Atlas Games; by Robin D. Laws
"Weather the Cuckooo Likes" is a supplement to the obscure but exceptional role-playing game "Over the Edge". "Over the Edge" bills itself as "Psychosurreal Roleplaying", and "Weather the Cuckooo Likes" goes it one better: it endeavors to be the modern roleplaying manifestation of Dadaism. It describes the Cut-Ups, a band of psychic, artistic, and fringe-scientific pranksters who take it upon themselves to battle the various fascist-leaning factions all vying for control over the masses, maddening the control-freaks with humor and an inspired lack of linear thought. It comes off as a sort of Monty Python meets Naked Lunch in the world of R. A. Wilson's Illuminati triology, with James Brown singing the sound track in garbled, but still highly funky, Serbo-Croatian. I won't cover the exact details; it is the attitude that is important. The Cut-Ups can me many things to an "Over the Edge" campaign-- a source of astoundingly zany local color, a deus ex machina for consistency-challenged GMs, or even the inspiration for the PCs own exploits. Reading this woke up the trouble-making prankster kid in me who had been sleeping since high school.
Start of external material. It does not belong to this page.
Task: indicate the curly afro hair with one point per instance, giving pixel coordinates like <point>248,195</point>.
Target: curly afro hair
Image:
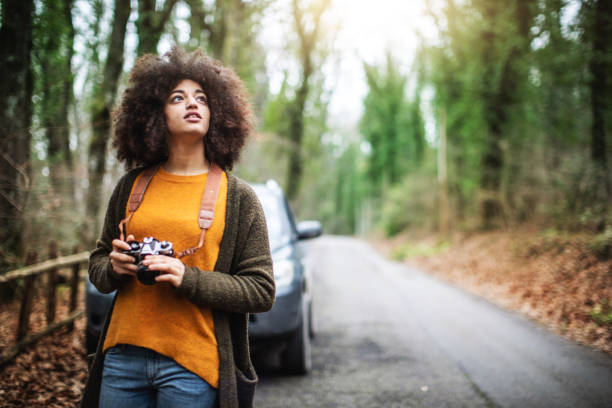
<point>140,130</point>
For that alone I thank Mr. Laws.

"Weather the Cuckoo Likes" also has a variant rules mechanic inspired by the cutup method used by Burroughs in the 60s. Instead of rolling dice, the characters are fed randomly generated words, and are evaluated for their ability to construct (non)sense appropriate to the situation out of them. It leads to situations and role-playing that rapidly spiral off into the surreal, and continues in the "Over the Edge" tradition of minimal mechanics that still manage to give the game a unique feel and provoke better role-playing.

I'm not a big fan of the artwork, but given the strength of the other material, it's hardly a complaint. For shaking up ossifying though patterns, I cannot recommend it, and the "Over the Edge" game, highly enough.